Questo corto circuito è esemplare, nella sua forma estrema, dell’atteggiamento razzista. Il diverso è sempre pericoloso e peggiore. Non conta che gli stupratori (o i ladri, o i violenti) appartengano a tutte le etnie e i colori della pelle. Non conta neppure che la maggior parte degli stupri, come dei femminicidi, avvengano per mano di un parente o conoscente. Lo straniero, il diverso da sé, tanto più se identificabile anche dal colore della pelle o da altri tratti fisici ben riconoscibili, è l’emblema di ogni pericolo e nequizia. Anche l’ultimo passaggio – l’augurio che anche Kyenge diventi vittima di uno dei “suoi” – fa parte della stessa logica. Donna e nera, e per giunta ministro: il soggetto perfetto per diventare il capro espiatorio di ogni frustrazione, l’incarnazione della vendetta contro le proprie paure.
Il fatto che sia una donna ad augurare a un’altra, sia pure vista come estranea e nemica, di essere stuprata, mostra quanto il razzismo, la costruzione dell’altro come nemico, produca una reificazione dei soggetti, di cui non si coglie né l’individualità né l’umanità e per i quali non si può provare neppure solidarietà. È un’esperienza ben nota nelle guerre, specie etniche, quando la diversità – religiosa, etnica – viene ipostatizzata al punto di cancellare la comune, sottostante umanità.
Dolores Valandro, la leghista padovana, probabilmente non sa che atteggiamenti come il suo non giustificano solo maltrattamenti e discriminazioni contro i neri (o i romeni, o qualche altro gruppo etnico-nazionale visto come pericoloso e nemico). Chi ha questi atteggiamenti spesso ha una visione delle donne (anche delle “proprie”) come esseri umani inferiori, da abusare a piacimento, anche fino al femminicidio. Quindi mettono in pericolo anche lei, sia pur “bianca” e italiana, ad opera non dei temuti “neri”, ma dei suoi simili, soprattutto ideologicamente e politicamente. Le ricerche sul razzismo, infatti, segnalano che c’è un nesso stretto tra razzismo estremo e sessismo altrettanto estremo.
Fanno bene i responsabili della Lega a prendere le distanze dalle affermazioni della propria iscritta, come fecero pochi mesi fa con Borghezio.

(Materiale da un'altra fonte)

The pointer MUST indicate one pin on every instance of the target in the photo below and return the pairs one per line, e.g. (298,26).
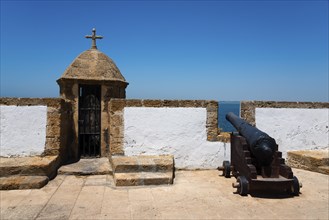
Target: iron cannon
(256,162)
(262,146)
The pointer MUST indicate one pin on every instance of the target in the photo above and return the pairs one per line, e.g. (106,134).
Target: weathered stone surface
(143,178)
(313,160)
(23,182)
(143,163)
(143,170)
(248,107)
(93,65)
(116,107)
(36,166)
(95,166)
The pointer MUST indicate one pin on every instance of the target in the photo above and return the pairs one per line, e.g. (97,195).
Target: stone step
(35,166)
(22,182)
(313,160)
(143,178)
(93,166)
(133,164)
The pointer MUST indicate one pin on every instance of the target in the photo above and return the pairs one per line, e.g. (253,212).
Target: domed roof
(92,64)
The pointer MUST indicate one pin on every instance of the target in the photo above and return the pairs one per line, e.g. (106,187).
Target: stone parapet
(116,107)
(57,119)
(247,109)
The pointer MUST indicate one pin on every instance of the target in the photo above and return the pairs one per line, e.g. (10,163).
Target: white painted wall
(295,129)
(23,130)
(177,131)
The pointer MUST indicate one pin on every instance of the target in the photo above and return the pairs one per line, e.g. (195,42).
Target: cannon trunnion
(256,162)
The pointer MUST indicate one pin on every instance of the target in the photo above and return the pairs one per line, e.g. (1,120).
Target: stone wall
(294,125)
(188,129)
(54,129)
(247,108)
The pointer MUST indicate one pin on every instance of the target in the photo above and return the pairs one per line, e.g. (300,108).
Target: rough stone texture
(23,182)
(247,108)
(143,170)
(163,163)
(143,178)
(95,166)
(34,166)
(194,195)
(93,65)
(313,160)
(116,108)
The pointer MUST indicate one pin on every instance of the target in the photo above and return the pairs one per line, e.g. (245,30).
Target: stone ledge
(164,163)
(313,160)
(95,166)
(36,166)
(23,182)
(143,178)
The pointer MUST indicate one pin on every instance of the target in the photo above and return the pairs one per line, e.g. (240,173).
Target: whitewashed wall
(177,131)
(295,129)
(23,130)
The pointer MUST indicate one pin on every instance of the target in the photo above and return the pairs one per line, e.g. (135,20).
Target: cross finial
(93,38)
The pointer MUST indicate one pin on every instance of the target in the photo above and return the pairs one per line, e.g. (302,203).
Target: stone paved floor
(195,195)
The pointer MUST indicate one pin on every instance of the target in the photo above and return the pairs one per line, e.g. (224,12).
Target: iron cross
(93,38)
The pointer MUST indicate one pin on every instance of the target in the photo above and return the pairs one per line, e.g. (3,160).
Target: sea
(224,108)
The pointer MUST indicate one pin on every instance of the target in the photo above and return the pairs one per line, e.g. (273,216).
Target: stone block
(23,182)
(170,103)
(117,105)
(187,103)
(134,103)
(116,120)
(313,160)
(152,103)
(53,131)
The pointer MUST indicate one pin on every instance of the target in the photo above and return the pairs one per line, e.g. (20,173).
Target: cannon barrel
(262,146)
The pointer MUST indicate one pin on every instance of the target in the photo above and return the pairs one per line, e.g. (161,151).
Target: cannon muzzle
(262,146)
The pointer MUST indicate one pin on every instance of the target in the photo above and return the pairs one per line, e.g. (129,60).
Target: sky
(214,50)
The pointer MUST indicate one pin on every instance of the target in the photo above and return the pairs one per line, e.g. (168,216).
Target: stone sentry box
(91,68)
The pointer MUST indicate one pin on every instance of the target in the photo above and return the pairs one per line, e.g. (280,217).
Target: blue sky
(221,50)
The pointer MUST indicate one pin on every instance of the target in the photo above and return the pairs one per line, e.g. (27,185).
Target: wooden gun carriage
(256,162)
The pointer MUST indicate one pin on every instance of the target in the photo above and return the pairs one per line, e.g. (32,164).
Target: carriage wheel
(242,185)
(227,169)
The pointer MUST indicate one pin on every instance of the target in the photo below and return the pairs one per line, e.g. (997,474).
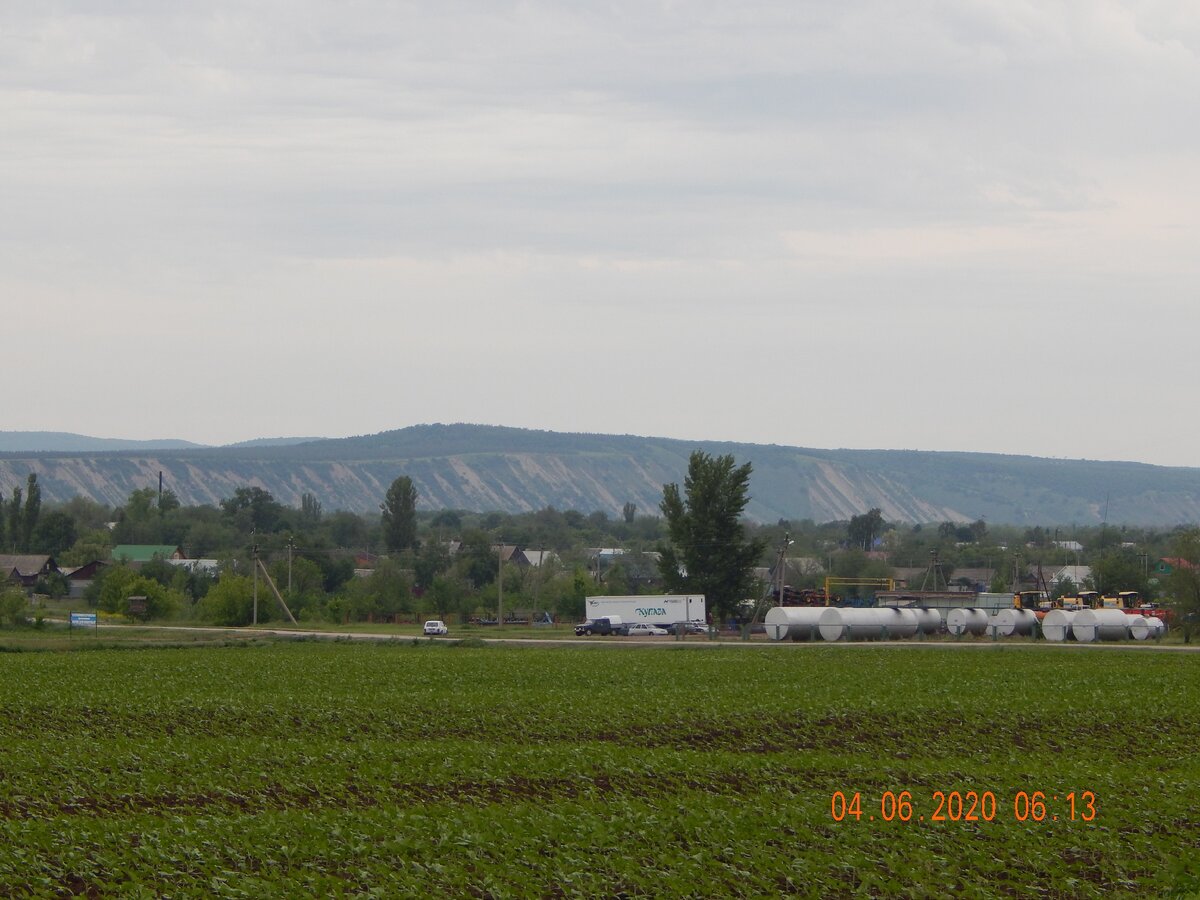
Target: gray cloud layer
(948,226)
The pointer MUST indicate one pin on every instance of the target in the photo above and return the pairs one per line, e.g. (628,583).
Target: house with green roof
(138,553)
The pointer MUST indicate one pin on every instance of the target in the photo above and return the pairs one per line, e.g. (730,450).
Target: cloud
(538,195)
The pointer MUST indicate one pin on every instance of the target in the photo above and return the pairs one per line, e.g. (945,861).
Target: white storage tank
(1013,622)
(1056,624)
(966,622)
(1143,628)
(1091,625)
(929,622)
(873,623)
(795,623)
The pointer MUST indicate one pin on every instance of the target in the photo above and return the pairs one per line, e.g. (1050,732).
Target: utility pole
(253,551)
(779,568)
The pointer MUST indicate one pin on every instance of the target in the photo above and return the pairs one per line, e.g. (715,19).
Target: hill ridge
(485,467)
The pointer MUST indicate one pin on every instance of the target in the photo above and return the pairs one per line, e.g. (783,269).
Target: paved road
(693,642)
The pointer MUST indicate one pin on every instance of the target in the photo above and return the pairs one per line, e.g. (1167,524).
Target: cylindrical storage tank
(796,623)
(1101,625)
(929,622)
(966,622)
(1056,624)
(1143,628)
(873,623)
(1013,622)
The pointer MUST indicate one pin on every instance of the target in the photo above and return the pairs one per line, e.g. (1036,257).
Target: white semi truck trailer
(661,610)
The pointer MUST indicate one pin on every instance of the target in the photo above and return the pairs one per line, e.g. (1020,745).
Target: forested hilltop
(483,468)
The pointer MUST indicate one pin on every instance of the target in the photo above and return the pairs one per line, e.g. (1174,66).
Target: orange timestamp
(967,807)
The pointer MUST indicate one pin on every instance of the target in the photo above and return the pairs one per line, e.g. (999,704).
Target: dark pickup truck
(604,625)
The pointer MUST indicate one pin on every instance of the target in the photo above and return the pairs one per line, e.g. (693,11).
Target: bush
(13,606)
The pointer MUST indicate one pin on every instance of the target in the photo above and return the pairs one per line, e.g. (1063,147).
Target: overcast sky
(943,226)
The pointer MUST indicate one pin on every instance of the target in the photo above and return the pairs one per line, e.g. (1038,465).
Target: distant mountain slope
(34,442)
(514,469)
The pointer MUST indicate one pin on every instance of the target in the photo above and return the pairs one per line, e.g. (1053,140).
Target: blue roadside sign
(83,619)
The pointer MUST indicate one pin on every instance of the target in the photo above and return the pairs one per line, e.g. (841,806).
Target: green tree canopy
(400,515)
(709,552)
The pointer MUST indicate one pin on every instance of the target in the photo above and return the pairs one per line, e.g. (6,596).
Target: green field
(418,768)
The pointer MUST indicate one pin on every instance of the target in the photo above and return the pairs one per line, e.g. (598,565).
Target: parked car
(603,625)
(640,629)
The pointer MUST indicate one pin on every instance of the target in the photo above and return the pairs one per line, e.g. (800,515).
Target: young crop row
(339,769)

Ma dovrebbero anche interrogarsi sul tipo di cultura che hanno lasciato crescere ed hanno spesso legittimato in tutti questi anni, con il loro linguaggio scomposto, le invettive contro gli immigrati, condite da compiaciuti vezzi celoduristi. È un lavoro di riflessione critica che peraltro ci riguarda tutti, nella misura in cui abbiamo troppo a lungo sopportato atteggiamenti linguisticamente e concettualmente violenti che, invece di contrastarlo, hanno creato un terreno favorevole a un clima relazionale e culturale pericoloso per tutti, in particolare per le donne, di ogni colore e posizione sociale. I razzisti estremi in Italia sono una minoranza, anche se rumorosa. Ma il razzismo strisciante, selettivo verso questo o quel gruppo, è molto più diffuso e non meno problematico.